Longitudinal assessment of children with congenital hypothyroidism detected by neonatal screening

Clinical and laboratory data from 42 children (31 females and 11 males) with primary congenital hypothyroidism (CH) diagnosed by neonatal screening over a six-year period are reported. The mean age at onset of thyroid hormone therapy was 33 days. The adequacy of replacement therapy was assessed by repeated TT4, FT4, T3 and TSH serum determinations. The high serum TT4 concentrations frequently observed were not accompanied by clinical evidence of hyperthyroidism. rT3 levels determined in 28 CH children with TT4 greater than 15 micrograms/dl were clearly higher than in the controls. The mean weight, length and head circumference remained always between the 50th and 75th centile. The radiological assessment of the knee, mainly the distal femoral surface, has been considered as an important clinical value in the initial diagnosis and in the evaluation of both severity and duration of disease. The psychomotor development was assessed using Brunet-Lezine's test until age 36 months, Stanford-Binet at 4 and 5 and WISC at 6 years of age. The mean global developmental quotients (GDQ) were always between 85 and 97 at 6 to 72 months of age, only eight children were below 85. A significant correlation was found between GDQ at 6 months and the bone age. The neurological examination showed an impairment of posture, coordination and subtle deficits in motor and perceptual abilities in a small percentage of children.     

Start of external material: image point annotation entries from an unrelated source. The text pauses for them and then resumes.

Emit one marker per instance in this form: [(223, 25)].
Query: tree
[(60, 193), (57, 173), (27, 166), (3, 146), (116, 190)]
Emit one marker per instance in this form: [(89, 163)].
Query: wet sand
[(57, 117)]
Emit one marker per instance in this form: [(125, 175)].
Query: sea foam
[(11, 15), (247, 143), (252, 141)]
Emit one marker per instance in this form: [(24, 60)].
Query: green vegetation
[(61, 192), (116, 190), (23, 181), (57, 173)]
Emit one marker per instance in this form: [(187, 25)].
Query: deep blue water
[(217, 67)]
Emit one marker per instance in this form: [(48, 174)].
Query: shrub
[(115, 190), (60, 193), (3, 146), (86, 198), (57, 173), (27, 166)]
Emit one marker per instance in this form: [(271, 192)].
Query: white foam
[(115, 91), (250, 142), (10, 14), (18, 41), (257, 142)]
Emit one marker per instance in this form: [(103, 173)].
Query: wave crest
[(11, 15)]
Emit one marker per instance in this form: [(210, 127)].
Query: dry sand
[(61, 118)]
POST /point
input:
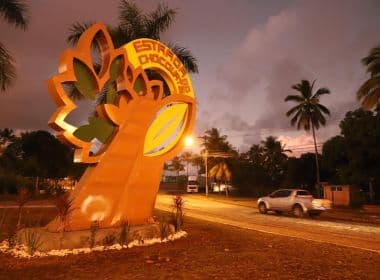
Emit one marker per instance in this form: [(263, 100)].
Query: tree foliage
[(369, 93), (14, 12)]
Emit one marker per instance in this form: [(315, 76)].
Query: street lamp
[(189, 142)]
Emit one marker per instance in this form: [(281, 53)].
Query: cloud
[(323, 40)]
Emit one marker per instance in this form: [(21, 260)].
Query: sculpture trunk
[(123, 185)]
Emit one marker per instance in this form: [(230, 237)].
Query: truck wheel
[(298, 211), (262, 208), (314, 214)]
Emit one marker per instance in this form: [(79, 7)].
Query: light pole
[(189, 142), (205, 156)]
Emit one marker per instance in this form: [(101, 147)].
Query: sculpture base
[(86, 238)]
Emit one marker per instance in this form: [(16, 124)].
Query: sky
[(250, 53)]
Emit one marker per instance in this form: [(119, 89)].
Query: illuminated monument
[(145, 105)]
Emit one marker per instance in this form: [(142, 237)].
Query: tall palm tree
[(134, 24), (369, 93), (14, 12), (308, 113)]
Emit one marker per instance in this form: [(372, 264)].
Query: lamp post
[(189, 142)]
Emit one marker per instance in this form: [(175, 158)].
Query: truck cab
[(192, 184)]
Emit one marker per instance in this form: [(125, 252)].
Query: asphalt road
[(361, 236)]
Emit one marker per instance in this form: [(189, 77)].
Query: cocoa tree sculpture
[(138, 122)]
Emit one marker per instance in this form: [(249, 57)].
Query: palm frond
[(374, 67), (294, 109), (323, 109), (7, 68), (369, 85), (306, 88), (294, 120), (76, 30), (186, 57), (373, 55), (15, 12), (296, 98), (132, 20), (119, 36), (159, 21), (371, 100), (320, 92)]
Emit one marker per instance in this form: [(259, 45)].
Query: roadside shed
[(344, 195)]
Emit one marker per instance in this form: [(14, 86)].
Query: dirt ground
[(210, 251)]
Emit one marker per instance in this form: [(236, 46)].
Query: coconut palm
[(308, 113), (14, 12), (134, 24), (369, 93)]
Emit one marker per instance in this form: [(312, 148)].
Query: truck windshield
[(303, 193)]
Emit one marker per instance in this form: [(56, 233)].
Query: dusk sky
[(250, 52)]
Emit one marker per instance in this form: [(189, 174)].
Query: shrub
[(125, 228), (164, 228), (22, 198), (32, 241)]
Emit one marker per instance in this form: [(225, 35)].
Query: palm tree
[(369, 93), (14, 12), (308, 113), (134, 24)]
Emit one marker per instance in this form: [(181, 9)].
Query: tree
[(221, 173), (14, 12), (273, 159), (361, 132), (369, 93), (308, 113), (134, 24), (38, 153), (334, 158)]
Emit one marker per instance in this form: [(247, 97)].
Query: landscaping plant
[(178, 213), (22, 198), (32, 241), (124, 232), (64, 205), (164, 228)]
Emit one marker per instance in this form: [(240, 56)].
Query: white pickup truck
[(293, 200)]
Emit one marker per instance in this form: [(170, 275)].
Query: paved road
[(353, 235)]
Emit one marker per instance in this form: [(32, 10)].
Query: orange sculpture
[(145, 119)]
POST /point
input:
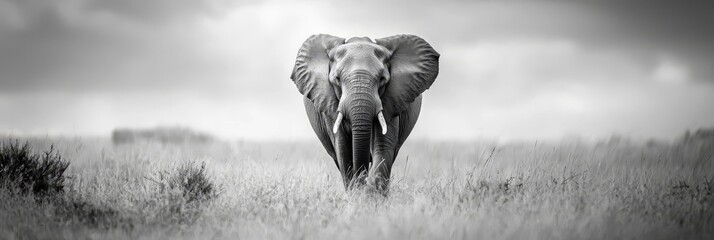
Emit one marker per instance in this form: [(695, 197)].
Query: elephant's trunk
[(361, 113)]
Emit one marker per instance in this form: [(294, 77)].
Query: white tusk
[(338, 122), (380, 116)]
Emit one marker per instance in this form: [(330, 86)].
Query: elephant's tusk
[(338, 122), (380, 116)]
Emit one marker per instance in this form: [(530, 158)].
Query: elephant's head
[(359, 82)]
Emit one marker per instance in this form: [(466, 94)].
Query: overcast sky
[(510, 70)]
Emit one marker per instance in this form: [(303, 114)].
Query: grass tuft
[(23, 170)]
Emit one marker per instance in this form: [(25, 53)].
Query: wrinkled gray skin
[(360, 78)]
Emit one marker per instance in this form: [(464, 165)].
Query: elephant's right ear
[(312, 67)]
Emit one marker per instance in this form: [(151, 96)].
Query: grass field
[(440, 190)]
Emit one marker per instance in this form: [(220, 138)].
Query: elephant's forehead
[(360, 50), (359, 39)]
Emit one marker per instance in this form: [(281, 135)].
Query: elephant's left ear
[(414, 65), (312, 67)]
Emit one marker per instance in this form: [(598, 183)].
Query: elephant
[(350, 84)]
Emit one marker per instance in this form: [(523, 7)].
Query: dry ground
[(440, 190)]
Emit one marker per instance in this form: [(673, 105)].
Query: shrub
[(189, 180), (166, 135), (41, 174)]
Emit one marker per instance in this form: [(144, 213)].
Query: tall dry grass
[(440, 190)]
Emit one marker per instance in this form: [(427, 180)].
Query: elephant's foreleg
[(383, 155), (343, 150)]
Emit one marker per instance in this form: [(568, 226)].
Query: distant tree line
[(169, 135)]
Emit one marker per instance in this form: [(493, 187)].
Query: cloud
[(508, 69)]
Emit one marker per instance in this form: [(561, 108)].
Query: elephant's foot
[(356, 181), (378, 184)]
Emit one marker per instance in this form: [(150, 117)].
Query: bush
[(184, 192), (42, 174), (189, 180), (166, 135)]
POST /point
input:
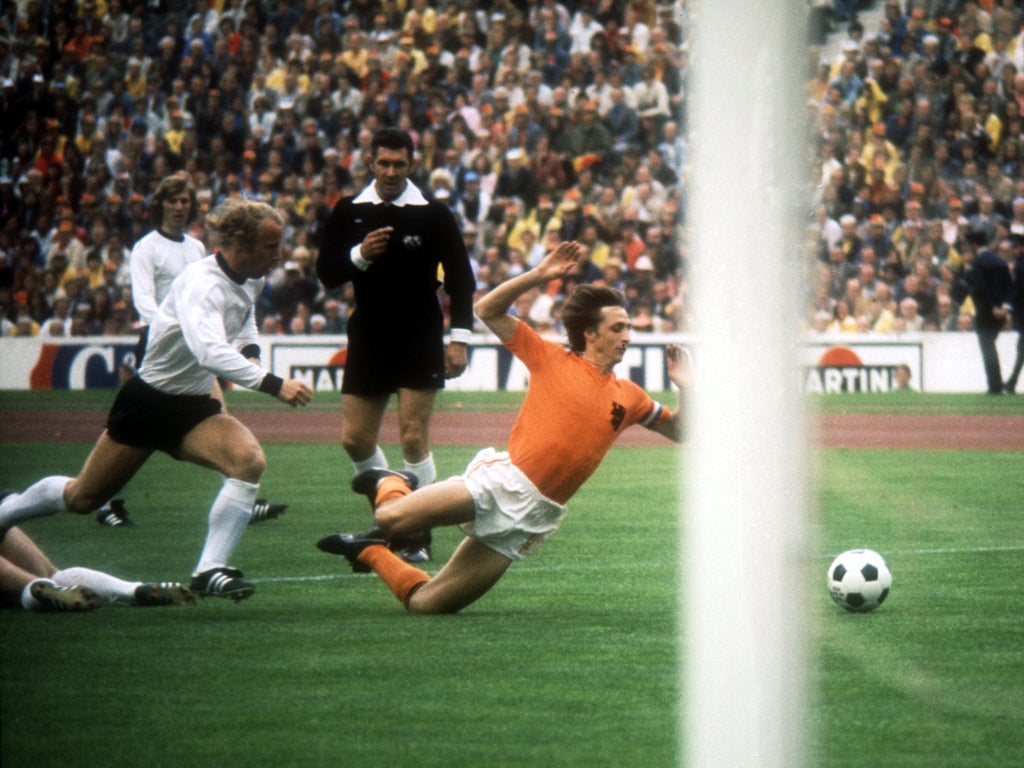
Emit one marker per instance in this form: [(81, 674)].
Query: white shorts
[(512, 516)]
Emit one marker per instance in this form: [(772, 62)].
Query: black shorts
[(143, 417), (383, 369)]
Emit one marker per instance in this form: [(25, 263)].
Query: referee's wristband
[(271, 385), (461, 336)]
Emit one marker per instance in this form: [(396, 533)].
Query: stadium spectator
[(167, 406), (509, 503)]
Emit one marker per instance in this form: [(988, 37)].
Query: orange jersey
[(571, 416)]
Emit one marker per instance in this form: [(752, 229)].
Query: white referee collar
[(411, 196)]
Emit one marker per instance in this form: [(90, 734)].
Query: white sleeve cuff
[(360, 263), (462, 335)]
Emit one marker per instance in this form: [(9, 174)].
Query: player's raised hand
[(680, 367)]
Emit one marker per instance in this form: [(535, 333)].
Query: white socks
[(228, 517), (42, 500), (28, 601), (425, 471), (110, 588)]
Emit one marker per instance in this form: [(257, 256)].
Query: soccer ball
[(859, 580)]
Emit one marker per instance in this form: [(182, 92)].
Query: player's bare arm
[(494, 307), (680, 370), (375, 243), (295, 392)]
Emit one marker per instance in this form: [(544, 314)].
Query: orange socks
[(399, 577), (390, 487)]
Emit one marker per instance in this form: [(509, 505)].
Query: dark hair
[(582, 311), (392, 138), (171, 186)]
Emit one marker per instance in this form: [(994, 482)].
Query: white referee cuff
[(462, 335), (360, 263)]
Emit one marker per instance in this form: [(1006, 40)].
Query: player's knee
[(357, 445), (80, 502), (248, 463)]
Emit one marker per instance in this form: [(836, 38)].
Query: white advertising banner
[(830, 365)]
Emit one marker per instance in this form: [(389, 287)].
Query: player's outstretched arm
[(680, 370), (295, 392)]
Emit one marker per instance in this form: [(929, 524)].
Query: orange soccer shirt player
[(509, 503)]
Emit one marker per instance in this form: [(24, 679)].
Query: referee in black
[(397, 248)]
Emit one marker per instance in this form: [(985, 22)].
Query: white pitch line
[(646, 566), (949, 551)]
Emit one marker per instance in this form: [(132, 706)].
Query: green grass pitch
[(570, 660)]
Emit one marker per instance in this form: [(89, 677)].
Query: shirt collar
[(411, 196), (233, 275)]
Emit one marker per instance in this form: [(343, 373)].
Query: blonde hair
[(237, 221)]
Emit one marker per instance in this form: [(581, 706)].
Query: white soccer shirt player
[(155, 262), (201, 330)]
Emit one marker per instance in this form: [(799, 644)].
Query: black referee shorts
[(143, 417), (383, 369)]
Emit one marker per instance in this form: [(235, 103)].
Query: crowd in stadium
[(536, 120)]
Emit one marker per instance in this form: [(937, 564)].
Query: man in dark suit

Psychomotor development of children with congenital hypothyroidism diagnosed by neonatal screening

The psychomotor development in 68 children with congenital hypothyroidism diagnosed during the first two years of a nationwide neonatal screening programme in Sweden was assessed during their first three years of life. Replacement therapy with thyroxine was initiated at the age of 15 +/- 7 days (mean +/- SD). Griffiths tests were performed in 15 patients at the age of 18 months and in 51 patients at 30-47 months. Their developmental quotients did not differ from those of control children, indicating that the psychomotor development in the children with congenital hypothyroidism was normal. In earlier studies of Swedish children with congenital hypothyroidism, diagnosed clinically before the age of three and a half years, the psychomotor development was found to be impaired. In contrast, the patients diagnosed by neonatal screening and given early therapy displayed normal results in Griffiths tests. This indicates that the age at the start of treatment is an important determinant for the prognosis.